One simple invitation from very lovely people who seemingly just wanted to spend some time with me ruined my entire day, because of my mental problems. It’s ridiculous. I think I need more help.

The last year

There’s a lot I haven’t said about the past year. Lots of things have happened to make it quite a stressful year in lots of ways. But now that it’s over, I think I can talk about it with a laugh instead of a scream!

I’ve been the president of the kindergarten committee of management for the last year. When I volunteered for the job, the description was basically “Know about everything that goes on, and sign lots of things.” What they never said anything about was the ongoing problem with a specific staff member. This staff member was on two warnings when I arrived, close to being terminated, and she continued her poor behaviour for the first half of the year. Fortunately for my stress levels, she resigned in August. Unfortunately, she continued to haunt me, wanting to come back and visit, and claiming that the way she’d been treated was bullying and illegal and all sorts of things. I stood my ground, with the support of the rest of the committee, and she’s left me alone for a while now. Phew.

They also never said anything about the tendency of people to gossip, backstab, lie, manipulate, and generally be awful. We had more than one committee member leave us under somewhat dubious circumstances. We also had parents squabbling amongst themselves and then looking to kindergarten staff to sort out their childish problems!

The up-side of all this is that I’ve been inspired to start writing a new book. It is going to be a highly fictionalised account of the year. I think I’ve got quite enough dramatic material to make it interesting!

It’s a good time to be gluten intolerant

When my father first embarked on a gluten free diet, it was difficult and expensive to maintain. As the years have gone by, though, products are becoming more and more easily available. Not just in health food stores or online, but in mainstream supermarkets and at reasonable prices. And if there is something you can’t find (like really yummy hot cross buns and crumpets), you can always get good quality gluten free flour and make it yourself. Options are expanding all the time. And today I found gluten free Weet-Bix from Sanitarium! They’re made from sorghum, and they are actually really good. I am so thrilled, because Weet-Bix is one of those things you can’t easily make, and I love it. 

Sacrifice

I think just about everybody is aware that becoming a parent is going to involve some sacrifice. You give up work for a while, you have to forgo certain social activities, you can’t sleep whenever you like. But over the last five years of motherhood, it’s the smaller things that stick out.
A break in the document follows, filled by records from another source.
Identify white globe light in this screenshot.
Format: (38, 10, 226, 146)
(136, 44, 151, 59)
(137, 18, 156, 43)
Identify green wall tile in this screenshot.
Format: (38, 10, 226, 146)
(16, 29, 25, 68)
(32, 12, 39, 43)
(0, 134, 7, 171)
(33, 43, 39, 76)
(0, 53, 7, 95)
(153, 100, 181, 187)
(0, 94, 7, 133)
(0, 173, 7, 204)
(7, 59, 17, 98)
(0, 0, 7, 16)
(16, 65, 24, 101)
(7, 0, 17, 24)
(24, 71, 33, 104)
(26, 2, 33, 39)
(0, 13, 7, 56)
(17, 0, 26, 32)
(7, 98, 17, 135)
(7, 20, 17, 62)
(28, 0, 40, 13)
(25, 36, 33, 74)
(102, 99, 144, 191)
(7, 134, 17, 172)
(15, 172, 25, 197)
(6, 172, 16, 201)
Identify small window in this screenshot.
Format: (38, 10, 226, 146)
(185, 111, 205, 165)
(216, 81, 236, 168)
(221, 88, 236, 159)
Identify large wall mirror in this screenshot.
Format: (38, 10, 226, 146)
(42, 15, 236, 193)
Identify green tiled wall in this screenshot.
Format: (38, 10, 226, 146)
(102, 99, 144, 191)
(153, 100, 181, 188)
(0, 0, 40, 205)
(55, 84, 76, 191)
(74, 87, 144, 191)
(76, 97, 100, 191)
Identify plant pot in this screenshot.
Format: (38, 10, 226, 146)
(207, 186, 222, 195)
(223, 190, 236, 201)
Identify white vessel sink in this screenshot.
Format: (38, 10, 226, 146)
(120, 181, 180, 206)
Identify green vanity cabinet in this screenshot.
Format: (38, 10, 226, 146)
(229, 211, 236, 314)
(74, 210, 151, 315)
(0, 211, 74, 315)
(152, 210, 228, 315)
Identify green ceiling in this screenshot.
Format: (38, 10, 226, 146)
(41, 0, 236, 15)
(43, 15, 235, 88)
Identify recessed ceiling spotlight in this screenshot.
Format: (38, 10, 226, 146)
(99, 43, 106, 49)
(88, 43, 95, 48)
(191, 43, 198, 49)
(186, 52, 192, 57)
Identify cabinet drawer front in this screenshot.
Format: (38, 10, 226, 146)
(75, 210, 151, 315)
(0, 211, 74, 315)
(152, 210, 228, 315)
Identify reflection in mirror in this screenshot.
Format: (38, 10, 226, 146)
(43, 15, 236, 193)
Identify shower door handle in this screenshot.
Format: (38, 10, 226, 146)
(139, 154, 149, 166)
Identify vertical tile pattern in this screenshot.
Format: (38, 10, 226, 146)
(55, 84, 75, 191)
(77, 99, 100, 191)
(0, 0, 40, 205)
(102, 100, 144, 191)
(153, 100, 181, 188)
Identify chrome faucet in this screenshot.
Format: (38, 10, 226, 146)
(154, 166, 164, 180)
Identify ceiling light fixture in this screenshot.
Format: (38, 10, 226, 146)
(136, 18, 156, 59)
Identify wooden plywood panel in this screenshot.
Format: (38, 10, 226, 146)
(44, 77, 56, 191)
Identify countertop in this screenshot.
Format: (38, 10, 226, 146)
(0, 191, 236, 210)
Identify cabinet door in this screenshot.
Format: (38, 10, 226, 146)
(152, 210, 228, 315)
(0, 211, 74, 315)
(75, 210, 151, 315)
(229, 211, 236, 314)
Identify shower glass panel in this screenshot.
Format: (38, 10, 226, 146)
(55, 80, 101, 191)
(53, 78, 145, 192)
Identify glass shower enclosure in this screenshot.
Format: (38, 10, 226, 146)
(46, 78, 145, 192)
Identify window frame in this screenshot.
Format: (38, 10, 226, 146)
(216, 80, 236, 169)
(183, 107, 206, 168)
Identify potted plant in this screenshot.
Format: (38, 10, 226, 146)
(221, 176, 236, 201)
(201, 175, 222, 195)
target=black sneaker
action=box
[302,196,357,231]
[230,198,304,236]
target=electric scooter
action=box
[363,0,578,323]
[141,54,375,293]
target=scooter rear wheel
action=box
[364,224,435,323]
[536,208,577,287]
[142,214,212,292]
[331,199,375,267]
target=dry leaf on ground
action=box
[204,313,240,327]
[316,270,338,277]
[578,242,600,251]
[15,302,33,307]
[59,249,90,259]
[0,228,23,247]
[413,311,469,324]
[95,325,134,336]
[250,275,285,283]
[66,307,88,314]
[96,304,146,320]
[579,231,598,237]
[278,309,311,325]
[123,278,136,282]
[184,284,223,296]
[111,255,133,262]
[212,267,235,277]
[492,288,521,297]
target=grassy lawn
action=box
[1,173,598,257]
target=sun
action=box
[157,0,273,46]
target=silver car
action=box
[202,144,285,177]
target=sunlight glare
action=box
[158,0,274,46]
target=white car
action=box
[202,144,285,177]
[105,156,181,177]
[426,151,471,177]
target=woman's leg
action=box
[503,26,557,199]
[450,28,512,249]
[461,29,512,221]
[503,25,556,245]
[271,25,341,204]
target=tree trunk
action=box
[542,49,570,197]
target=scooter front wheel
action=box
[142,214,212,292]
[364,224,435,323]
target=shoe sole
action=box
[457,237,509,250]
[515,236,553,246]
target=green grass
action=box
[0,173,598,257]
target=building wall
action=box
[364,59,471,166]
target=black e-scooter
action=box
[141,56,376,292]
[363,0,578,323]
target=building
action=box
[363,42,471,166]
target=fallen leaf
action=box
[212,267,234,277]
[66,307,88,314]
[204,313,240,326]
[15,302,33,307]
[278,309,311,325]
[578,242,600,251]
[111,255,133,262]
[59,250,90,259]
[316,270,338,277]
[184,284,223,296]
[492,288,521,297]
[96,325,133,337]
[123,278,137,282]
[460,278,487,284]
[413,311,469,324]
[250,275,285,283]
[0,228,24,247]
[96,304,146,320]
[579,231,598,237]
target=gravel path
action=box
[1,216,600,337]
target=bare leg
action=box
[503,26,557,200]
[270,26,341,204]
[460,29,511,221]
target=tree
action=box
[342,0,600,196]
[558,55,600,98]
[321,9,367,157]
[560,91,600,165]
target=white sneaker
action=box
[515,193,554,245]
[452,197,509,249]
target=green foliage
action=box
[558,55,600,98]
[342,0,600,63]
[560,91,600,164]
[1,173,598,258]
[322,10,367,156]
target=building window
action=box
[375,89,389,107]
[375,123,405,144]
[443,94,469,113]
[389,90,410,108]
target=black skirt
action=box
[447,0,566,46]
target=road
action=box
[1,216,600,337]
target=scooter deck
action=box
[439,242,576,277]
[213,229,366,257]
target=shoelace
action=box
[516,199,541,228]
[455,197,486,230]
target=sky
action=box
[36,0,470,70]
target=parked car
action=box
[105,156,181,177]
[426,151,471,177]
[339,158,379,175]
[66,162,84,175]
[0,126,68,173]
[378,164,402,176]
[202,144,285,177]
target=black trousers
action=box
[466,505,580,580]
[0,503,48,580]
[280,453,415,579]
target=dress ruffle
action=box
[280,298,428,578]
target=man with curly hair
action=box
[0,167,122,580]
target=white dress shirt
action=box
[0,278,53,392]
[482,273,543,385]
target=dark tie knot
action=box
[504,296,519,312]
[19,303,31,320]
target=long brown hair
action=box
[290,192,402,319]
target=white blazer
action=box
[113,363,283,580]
Music choice: I can’t listen to my own music without somebody saying “But I wanted Disney songs!”

TV and movies: Ditto, if it isn’t Disney or Pixar, it just doesn’t happen.

A leisurely meal: Any meal is inevitably going to be interrupted, either by the need to go and assist a child with something or by a child wanting some of what I’m eating.

Daydreaming: Doing nothing sends children a clear signal that now is a good time to need me.

Silence: What is that?

Walking: I can’t just stride off anymore, I’ve got to modify your pace to suit shorter legs. This has also lowered my level of fitness and my weight; I used to briskly walk everywhere, but now I either dawdle or take the bus.

Belongings: Nothing is really mine anymore, not if somebody else thinks it looks appealing. Without constant vigilance and repeated “That is not yours!” things get lost or broken.

Personal space: I can’t move without elbowing somebody in the head.

Doctors, dentists, and hairdressers: I prefer not to have two bored restless children hanging about while people are trying to do delicate or precise things to me.